I visited the Brooklyn Museum on Friday afternoon. Got some coffee and headed on in to explore the deep. I knew that I would visit Judy Chicago’s Dinner Party -always do- but had no solid plans about the rest of the adventure. I found my way to the Killer Heels exhibit towards the end of my trip. When I exited through the gift-shop, bright and shiny as are all museum gift-shops, I felt as though I’d been spit out of some scary lair of Underworld. It’s an intense show. The sounds- of intrigue and of pain- are haunting and halting. The visuals shock and stun: four inch slippers made for crushed and moulded Han ladies feet, horse hooves and fur with zippers and heels seamlessly attached, glass slippers fit for bubbly drinks than arches and toes, and beautiful, danceable golden shoes from the flapper era. Sculpted and painted images of women from centuries ago are set alongside the shoes most recently crafted by designers today, drawing parallels between the inordinate expectations society holds of females and their bodies, apparently regardless of time or nationality. Whether feet are shaped by tight bandages for doll-sized slippers or the slippers shape the feet, as in the case of common foot deformities like bunions and corns (!), the wearer of the appendage and dressing are affected without much regard. By showcasing the tools of allure and pain, the curators and artists question the value of these effects on society. I’ll keep wearing boots!
When the Manchu invaded Han China, they brought with them these stilt-like double platform slippers, the shoes of their noblewomen. Unlike the Han, the Manchu did not practice foot-binding, though they did value small feet above others. Instead, the ladies balanced high on these platform sandals, which produced a halting gait similar to the Han women’s graceful hobble, but at least it was only their experience whilst they were wearing the shoes and their feet were still of use barefooted.
* You can read more about the last women with bound feet, here, and see images of the women who suffered the practice, taken by Jo Farrell.
In other parts of the world, women wore heels and platforms that forced them to walk in service to the materials their shoes were made of: on wooden platforms, arch less sandals, and shoes without any back heel, which the woman would need to practice wearing- almost like a performance. From the First Century A.D. (example in the second image below) female bodies in the most scholarly societies have been documented wearing preposterous footwear.
Today, there are shoes being made to showcase this kind of absurdity that we still (literally) uphold in the form of high heels and stilettos. Cat Potter, is an award-winning fashion artist who’s work focuses on “blurring the lines between footwear and artefact.” In her series “Pernilla” every pair of sculpted wood shoes “trace[s] the silhouette form of the foot on the inside, diffusing its profile on the outside.” They are also impossible to walk comfortably in, and that’s part of what Potter is interested in showing viewers.

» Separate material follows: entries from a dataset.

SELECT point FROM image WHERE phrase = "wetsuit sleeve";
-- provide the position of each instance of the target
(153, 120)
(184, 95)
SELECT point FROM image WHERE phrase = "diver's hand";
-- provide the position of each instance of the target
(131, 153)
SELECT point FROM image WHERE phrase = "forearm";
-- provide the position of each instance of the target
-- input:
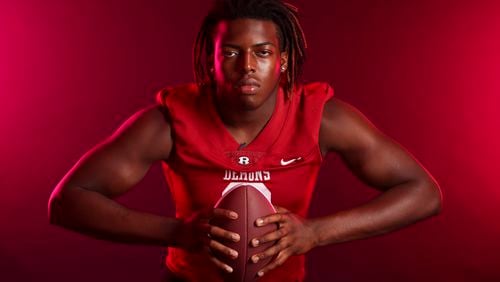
(395, 208)
(92, 213)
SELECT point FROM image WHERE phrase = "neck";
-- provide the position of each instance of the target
(242, 122)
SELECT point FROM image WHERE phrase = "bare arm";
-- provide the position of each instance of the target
(409, 191)
(83, 199)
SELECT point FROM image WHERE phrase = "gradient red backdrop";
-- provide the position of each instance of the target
(427, 73)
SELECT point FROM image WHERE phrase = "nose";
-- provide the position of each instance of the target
(248, 62)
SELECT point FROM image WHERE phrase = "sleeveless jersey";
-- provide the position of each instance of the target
(284, 157)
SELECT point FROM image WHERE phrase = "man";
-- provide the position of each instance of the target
(246, 120)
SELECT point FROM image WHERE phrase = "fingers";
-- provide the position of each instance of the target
(217, 212)
(221, 265)
(283, 244)
(218, 232)
(280, 260)
(273, 218)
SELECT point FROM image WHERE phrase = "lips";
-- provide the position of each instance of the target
(247, 85)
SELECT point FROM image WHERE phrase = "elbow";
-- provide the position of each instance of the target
(54, 210)
(433, 198)
(55, 207)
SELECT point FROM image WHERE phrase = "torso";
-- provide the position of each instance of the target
(205, 159)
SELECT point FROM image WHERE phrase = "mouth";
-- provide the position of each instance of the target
(247, 86)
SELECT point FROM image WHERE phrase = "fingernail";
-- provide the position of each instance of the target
(255, 242)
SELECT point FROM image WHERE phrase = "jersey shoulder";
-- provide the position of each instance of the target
(178, 92)
(316, 89)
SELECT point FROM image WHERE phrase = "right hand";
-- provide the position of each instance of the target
(196, 234)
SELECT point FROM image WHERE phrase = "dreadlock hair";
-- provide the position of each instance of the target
(283, 15)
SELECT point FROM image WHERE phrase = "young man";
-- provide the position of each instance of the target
(246, 120)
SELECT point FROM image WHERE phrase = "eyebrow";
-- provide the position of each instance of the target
(255, 45)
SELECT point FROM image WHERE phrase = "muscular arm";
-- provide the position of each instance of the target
(409, 191)
(83, 199)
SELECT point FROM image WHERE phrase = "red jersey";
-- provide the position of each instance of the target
(285, 157)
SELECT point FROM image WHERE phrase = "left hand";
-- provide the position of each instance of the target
(294, 236)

How do we bridge artefact and use-object? How do we wear expectation? She isn’t putting models through hell, but merely crafting extreme versions of what has been done to the feet of women around the globe for thousands of years.

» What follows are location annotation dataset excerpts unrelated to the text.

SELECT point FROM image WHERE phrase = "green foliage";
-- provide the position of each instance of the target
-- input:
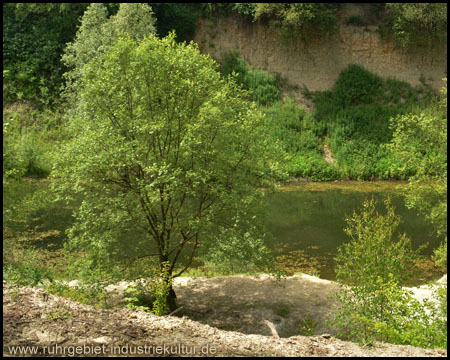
(151, 294)
(356, 85)
(26, 270)
(29, 137)
(178, 17)
(355, 20)
(372, 252)
(13, 168)
(420, 141)
(356, 115)
(162, 148)
(389, 313)
(307, 326)
(422, 24)
(372, 304)
(34, 36)
(296, 19)
(263, 87)
(299, 135)
(97, 33)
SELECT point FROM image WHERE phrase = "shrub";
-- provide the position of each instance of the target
(372, 304)
(356, 85)
(151, 294)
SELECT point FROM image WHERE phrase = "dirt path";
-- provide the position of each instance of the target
(241, 303)
(32, 317)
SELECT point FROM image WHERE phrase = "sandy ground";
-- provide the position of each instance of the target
(242, 303)
(48, 324)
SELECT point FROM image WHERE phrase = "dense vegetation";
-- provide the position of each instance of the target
(77, 96)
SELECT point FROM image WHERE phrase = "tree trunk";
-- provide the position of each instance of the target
(170, 301)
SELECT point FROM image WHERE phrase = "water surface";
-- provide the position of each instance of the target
(307, 222)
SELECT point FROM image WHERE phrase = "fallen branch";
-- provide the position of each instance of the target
(272, 328)
(175, 311)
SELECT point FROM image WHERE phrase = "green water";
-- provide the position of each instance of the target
(307, 225)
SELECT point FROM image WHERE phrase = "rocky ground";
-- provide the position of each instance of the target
(34, 318)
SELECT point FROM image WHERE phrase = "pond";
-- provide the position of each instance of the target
(307, 222)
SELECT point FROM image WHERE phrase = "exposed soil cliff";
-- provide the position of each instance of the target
(316, 63)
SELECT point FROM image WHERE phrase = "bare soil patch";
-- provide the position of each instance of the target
(33, 317)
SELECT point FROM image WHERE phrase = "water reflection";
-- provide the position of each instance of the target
(308, 225)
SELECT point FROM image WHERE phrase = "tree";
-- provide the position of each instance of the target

There were some very wearable shoes in the exhibit from an era where women were physically freed for a short time from the binds of corsets as well as the expectations of marriage and family. The “flapper” era revolutionized a generation of young women, even the ones who didn’t exactly participate in the roaring side of the 1920’s.

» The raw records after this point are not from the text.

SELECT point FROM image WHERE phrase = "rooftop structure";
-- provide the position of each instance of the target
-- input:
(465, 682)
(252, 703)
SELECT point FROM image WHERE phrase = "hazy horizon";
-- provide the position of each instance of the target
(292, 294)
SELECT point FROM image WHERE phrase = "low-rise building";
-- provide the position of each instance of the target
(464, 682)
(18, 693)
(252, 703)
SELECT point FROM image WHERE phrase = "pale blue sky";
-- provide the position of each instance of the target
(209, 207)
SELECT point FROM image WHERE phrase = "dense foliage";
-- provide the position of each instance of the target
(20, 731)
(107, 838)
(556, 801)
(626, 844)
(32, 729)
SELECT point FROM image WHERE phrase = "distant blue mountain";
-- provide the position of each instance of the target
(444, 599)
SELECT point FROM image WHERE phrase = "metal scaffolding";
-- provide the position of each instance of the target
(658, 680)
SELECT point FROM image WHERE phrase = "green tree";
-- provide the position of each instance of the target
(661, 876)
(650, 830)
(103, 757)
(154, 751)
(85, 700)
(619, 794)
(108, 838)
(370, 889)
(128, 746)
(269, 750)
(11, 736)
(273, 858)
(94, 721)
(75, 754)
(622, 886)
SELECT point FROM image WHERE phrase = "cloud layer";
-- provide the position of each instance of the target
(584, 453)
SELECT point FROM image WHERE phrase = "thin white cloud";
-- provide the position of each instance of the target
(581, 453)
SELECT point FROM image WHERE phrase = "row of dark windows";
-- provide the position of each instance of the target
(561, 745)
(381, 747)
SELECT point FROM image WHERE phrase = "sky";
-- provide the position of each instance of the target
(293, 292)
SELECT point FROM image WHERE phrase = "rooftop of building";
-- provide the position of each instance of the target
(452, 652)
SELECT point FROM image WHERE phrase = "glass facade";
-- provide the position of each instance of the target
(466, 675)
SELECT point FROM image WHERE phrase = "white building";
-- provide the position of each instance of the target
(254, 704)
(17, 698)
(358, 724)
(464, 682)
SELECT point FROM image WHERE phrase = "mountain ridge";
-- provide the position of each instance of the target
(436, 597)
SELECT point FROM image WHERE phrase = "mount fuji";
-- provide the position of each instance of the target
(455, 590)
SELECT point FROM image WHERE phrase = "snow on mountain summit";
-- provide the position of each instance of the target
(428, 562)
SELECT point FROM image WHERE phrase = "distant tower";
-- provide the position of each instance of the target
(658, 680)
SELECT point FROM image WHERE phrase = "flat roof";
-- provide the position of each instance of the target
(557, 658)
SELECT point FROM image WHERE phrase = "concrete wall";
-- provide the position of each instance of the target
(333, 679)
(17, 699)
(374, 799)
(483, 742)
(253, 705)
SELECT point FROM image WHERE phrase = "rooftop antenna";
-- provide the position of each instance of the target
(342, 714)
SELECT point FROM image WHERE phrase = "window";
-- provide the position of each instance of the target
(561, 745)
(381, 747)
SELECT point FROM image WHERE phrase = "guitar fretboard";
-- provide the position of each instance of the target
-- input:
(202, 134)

Today, women mostly wear the shoes they can afford to wear, both for their lifestyle and with their paychecks. Sandals, Converse, support sneakers, and, yes, still heels for many. Still, this exhibit puts into perspective the long and widespread history of expectations of femininity in the context of footwear, and it is mostly a history of women being all but incapacitated by what they were expected to wear on their feet. Women still wear heels to fulfill these expectations, and technically they do it by choice…but what effect does not making this kind of choice have on women and their place in society? Are we free from the expectations just because we aren’t forced to abide by them? The Killer Heels exhibit begs those kinds of questions.